Eine Handvoll Mensch: „Manche Eltern haben kein Kind an der Hand, aber eines im Herzen“

Stella Schäfer

„Das passiert vielen Frauen“ oder „Beim nächsten Mal klappt es bestimmt, du bist doch noch jung“. Mit diesen Sätzen werden Frauen getröstet, die ihr Kind während der Schwangerschaft verlieren. Egal, wie alt diese Kinder waren – ob drei Wochen oder drei Monate – der Schmerz wird mit Worten nicht geringer. Das öffentliche Bewusstsein für dieses Thema allerdings hat sich in den vergangenen Jahren gewandelt. Die Eltern können heute auch diesen, meist nur eine Handvoll, Mensch in Würde beerdigen und angemessen betrauern.

Jede vierte Frau in Deutschland verliert ihr Baby in den ersten zwölf Wochen. Kinder, die den Kampf um ihr Leben in einem so frühen Stadium der Schwangerschaft verlieren, werden von den Eltern Sternenkinder genannt. Mittlerweile wird dieser Begriff auch für Kinder verwendet, die während oder kurz nach der Geburt gestorben sind. Für diese und alle anderen gestorbenen Kinder gibt es jährlich an jedem zweiten Sonntag im Advent einen Gedenktag, das „Worldwide Candle Lighting“. Und so stellen auch in diesem Jahr, am 10. Dezember, 19 Uhr Ortszeit, Eltern und Angehörige eine brennende Kerze für ihr tote Kind ins Fenster. Durch die Zeitverschiebung von jeweils einer Stunde erlöschen die Kerzen in einer Zeitzone und werden in der nächsten entzündet. Dadurch entsteht der Eindruck einer Lichterwelle, die in 24 Stunden einmal um die Erde wandert. „Möge ihr Licht für immer scheinen“ ist die Grundidee hinter diesem Lichtband.

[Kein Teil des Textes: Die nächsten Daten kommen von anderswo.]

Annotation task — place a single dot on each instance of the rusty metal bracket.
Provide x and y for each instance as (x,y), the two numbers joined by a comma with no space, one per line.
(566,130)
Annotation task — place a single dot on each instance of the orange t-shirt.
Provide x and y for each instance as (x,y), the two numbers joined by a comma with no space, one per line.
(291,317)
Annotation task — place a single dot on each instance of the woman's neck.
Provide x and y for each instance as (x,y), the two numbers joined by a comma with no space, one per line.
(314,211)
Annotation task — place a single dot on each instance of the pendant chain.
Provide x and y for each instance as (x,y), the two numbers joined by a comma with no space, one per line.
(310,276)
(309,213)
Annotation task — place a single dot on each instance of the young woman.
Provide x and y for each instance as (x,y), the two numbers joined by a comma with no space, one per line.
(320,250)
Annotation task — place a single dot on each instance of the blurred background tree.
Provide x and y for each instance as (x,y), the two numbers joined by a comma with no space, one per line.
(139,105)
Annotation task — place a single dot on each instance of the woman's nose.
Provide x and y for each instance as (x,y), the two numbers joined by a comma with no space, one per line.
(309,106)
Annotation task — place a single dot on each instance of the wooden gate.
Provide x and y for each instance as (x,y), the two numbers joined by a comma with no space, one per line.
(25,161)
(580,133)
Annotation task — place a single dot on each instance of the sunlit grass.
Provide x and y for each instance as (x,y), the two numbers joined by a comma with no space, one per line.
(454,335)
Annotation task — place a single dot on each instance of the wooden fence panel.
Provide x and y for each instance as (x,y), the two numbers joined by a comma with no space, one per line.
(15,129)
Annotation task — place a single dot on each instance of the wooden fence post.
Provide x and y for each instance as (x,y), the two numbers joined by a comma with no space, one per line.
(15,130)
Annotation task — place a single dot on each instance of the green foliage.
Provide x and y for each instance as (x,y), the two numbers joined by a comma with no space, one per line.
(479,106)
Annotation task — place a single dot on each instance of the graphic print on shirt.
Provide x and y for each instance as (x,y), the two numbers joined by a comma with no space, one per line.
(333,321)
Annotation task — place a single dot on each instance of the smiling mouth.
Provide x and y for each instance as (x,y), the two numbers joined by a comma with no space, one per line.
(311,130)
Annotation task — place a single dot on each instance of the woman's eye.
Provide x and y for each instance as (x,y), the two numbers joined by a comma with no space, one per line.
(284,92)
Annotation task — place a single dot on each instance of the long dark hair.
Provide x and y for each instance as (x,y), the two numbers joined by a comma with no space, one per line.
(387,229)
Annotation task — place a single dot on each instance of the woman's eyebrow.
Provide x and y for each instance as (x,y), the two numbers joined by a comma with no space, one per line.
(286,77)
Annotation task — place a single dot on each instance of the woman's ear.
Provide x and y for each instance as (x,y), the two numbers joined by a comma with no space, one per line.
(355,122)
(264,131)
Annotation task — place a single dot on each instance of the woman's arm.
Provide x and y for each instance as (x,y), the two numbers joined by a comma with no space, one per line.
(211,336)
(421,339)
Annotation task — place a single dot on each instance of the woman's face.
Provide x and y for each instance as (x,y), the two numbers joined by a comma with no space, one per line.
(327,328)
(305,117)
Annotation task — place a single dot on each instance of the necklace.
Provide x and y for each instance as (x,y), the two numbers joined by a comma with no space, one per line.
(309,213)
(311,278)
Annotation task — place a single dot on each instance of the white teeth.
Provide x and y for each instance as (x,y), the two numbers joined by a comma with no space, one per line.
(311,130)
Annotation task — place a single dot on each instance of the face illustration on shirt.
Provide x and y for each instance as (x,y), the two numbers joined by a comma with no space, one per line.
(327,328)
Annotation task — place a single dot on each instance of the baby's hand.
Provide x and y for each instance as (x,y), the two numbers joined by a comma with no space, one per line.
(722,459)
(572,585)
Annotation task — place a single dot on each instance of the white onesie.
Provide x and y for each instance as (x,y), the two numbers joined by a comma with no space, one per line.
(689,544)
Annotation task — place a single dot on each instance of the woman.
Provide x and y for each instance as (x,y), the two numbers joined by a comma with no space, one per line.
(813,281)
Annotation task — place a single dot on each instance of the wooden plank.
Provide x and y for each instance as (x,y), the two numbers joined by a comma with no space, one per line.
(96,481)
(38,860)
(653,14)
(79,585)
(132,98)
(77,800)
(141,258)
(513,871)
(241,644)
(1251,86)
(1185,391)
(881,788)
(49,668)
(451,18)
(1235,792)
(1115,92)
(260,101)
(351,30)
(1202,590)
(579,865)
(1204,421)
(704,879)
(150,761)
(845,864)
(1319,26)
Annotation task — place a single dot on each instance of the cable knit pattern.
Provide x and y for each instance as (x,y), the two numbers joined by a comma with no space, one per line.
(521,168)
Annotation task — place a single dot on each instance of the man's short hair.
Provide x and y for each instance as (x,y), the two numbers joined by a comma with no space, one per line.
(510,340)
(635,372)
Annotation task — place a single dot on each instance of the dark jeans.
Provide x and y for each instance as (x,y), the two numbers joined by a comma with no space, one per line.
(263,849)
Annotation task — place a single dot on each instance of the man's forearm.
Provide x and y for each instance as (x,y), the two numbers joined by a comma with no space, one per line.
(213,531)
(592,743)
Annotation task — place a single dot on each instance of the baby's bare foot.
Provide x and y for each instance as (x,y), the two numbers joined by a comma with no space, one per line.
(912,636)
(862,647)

Hebammen und Seelsorger legen die toten Babys den Müttern in die Arme

Der Umgang in den Krankenhäusern mit den sogenannten tot- oder stillgeborenen Kindern ist emphatischer geworden. Wurden sie vor Jahren mit dem Kliniksondermüll „entsorgt“, ist das heute in den Krankenhäusern nicht mehr gestattet. Hebammen und Seelsorger bieten den Müttern an, ihnen ihr Baby noch einmal in den Arm zu legen, es anschließend anzukleiden, es in ein Körbchen zu betten und fotografieren zu lassen. Später können sie ihr Sternenkind mit anderen, „nicht bestattungspflichtigen Kindern“ – das sind Kinder, die nicht schwerer als 500 bzw. tausend Gramm sind – beerdigen lassen.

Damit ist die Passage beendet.